I don't really think so.

> It's pretty confusing to users. Or is there
> something wrong with the pci_config_pm_runtime_get() path in those
> config accessors?

It looks like in this particular case the device does not resume or we
don't wait for long enough for it to resume.

Or the write returns all ones for a different reason.

>> On Wed, May 30, 2018 at 07:41:35AM -0700, Bjorn Helgaas wrote:
>> > [+cc linux-pci, linux-kernel, linux-pm]
>> >
>> > I'm not sure I understand the problem yet, so please correct me if I'm wrong:
>> >
>> > - Your system has both Nvidia and Intel graphics devices
>> >
>> > - When you use Intel graphics, lspci, lshw, and /proc/bus/pci for
>> > the Nvidia device show invalid data (0xff) after suspend/resume
>> >
>> > - When you use Nvidia graphics, suspend/resume doesn't work (instead
>> > of resuming, you just get a blank screen)
>> >
>> > Can you attach the output of "sudo lspci -vv" to the bugzilla, please?
>> >
>> > ---------- Forwarded message ---------
>> > From: <bugzilla-daemon@xxxxxxxxxxxxxxxxxxx>
>> > Date: Tue, May 29, 2018 at 1:29 PM
>> > Subject: [Bug 199879] New: Very basic the Pci device is not resumed
>> > from suspend mode
>> > To: <bhelgaas@xxxxxxxxxx>
>> >
>> >
>> > https://bugzilla.kernel.org/show_bug.cgi?id=199879
>> >
>> > Bug ID: 199879
>> > Summary: Very basic the Pci device is not resumed from suspend
>> > mode
>> > Product: Drivers
>> > Version: 2.5
>> > Kernel Version: kernel-4.15.17
>> > Hardware: x86-64
>> > OS: Linux
>> > Tree: Mainline
>> > Status: NEW
>> > Severity: high
>> > Priority: P1
>> > Component: PCI
>> > Assignee: drivers_pci@xxxxxxxxxxxxxxxxxxxx
>> > Reporter: uzg@xxxxx
>> > Regression: No
>> >
>> > Hi, I have problem with very basic device.

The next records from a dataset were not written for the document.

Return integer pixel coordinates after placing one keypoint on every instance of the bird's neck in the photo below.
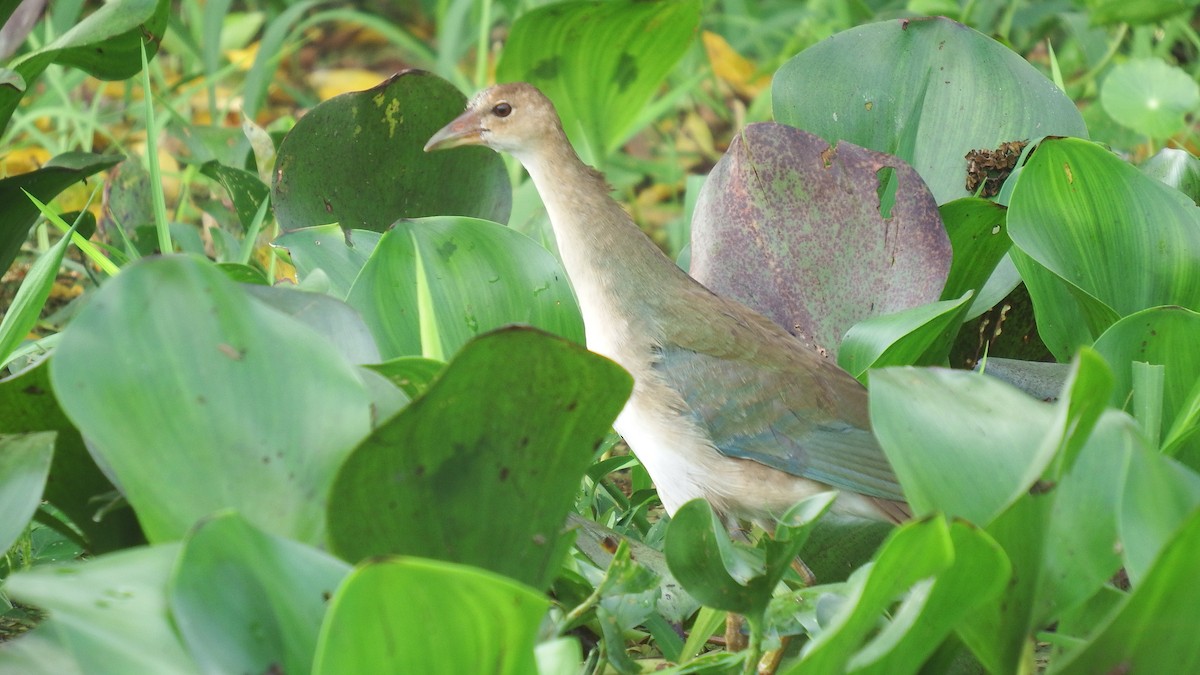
(618, 274)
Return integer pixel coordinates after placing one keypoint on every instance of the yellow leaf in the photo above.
(733, 67)
(329, 83)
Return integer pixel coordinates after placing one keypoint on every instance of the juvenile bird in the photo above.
(726, 405)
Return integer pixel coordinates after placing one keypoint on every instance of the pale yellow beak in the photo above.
(465, 130)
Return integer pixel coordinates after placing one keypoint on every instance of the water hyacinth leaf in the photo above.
(107, 616)
(246, 602)
(77, 487)
(1165, 336)
(1150, 96)
(928, 615)
(915, 551)
(1159, 495)
(359, 160)
(433, 284)
(917, 336)
(599, 61)
(340, 255)
(411, 615)
(796, 230)
(507, 430)
(1110, 219)
(24, 465)
(927, 90)
(327, 316)
(960, 443)
(979, 238)
(1177, 168)
(208, 437)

Device pci-e not resume from
>> > suspend. Only sleep.
>> >
>> > I have a problem with anyone interested in it, because everyone thinks it is
>> > the fault of the device drivers themselves. But this is not a problem.
>> >
>> > This device is a basic device. I've already installed drivers on various
>> > hardware and it has always been ok, but not this time.
>> >
>> > I'm an electronics technician. After diagnosing what I managed, in my opinion
>> > the device remains asleep.
>> >
>> > Where does my application come from?
>> > I have multiuser mode and I do not use this device. After suspend lspci and
>> > lshw show normal data. Normal data is in /proc/bus/pci/...
>> > Next suspend and resume, and...
>> > lspci see hardware, but is error
>> > lshw see hardware as undefined device
>> > data in /proc/bus/pci/... is only 0xFF
>> > Hardware sleep, not work, not ready. This is bug.
>> >
>> > But since the problem concerns the graphics card in the configuration with the
>> > second default Intel card, everyone thinks that this is another driver problem
>> > as always and nobody wants to take a look at it :(
>> >
>> > The problem is easy to recognize. On the internet, I've seen a lot of
>> > unresolved problems in which I could see exactly what I found.
>> >
>> > My hardware is Lenovo with NVidia and Intel Graphics. Problem is with NVidia. I
>> > tested Z710 and Z50-70. The first symptom of the problem is lspci in multiuser
>> > mode (or when is XServer with intel graphics). After suspend NVidia have e.g
>> > "rev. A1", after resume is "rev. FF". Next symptom lshw and /proc/bus/pci/...
>> > When system started with normal NVidia driver, system not resume and halt, only
>> > black screen.
>> >
>> > There are many examples on the Internet with unsolved problems e.g
>> > https://www.lwks.com/index.php?option=com_kunena&func=view&catid=21&id=124374&Itemid=81
>> >
>> > --
>> > You are receiving this mail because:
>> > You are watching the assignee of the bug.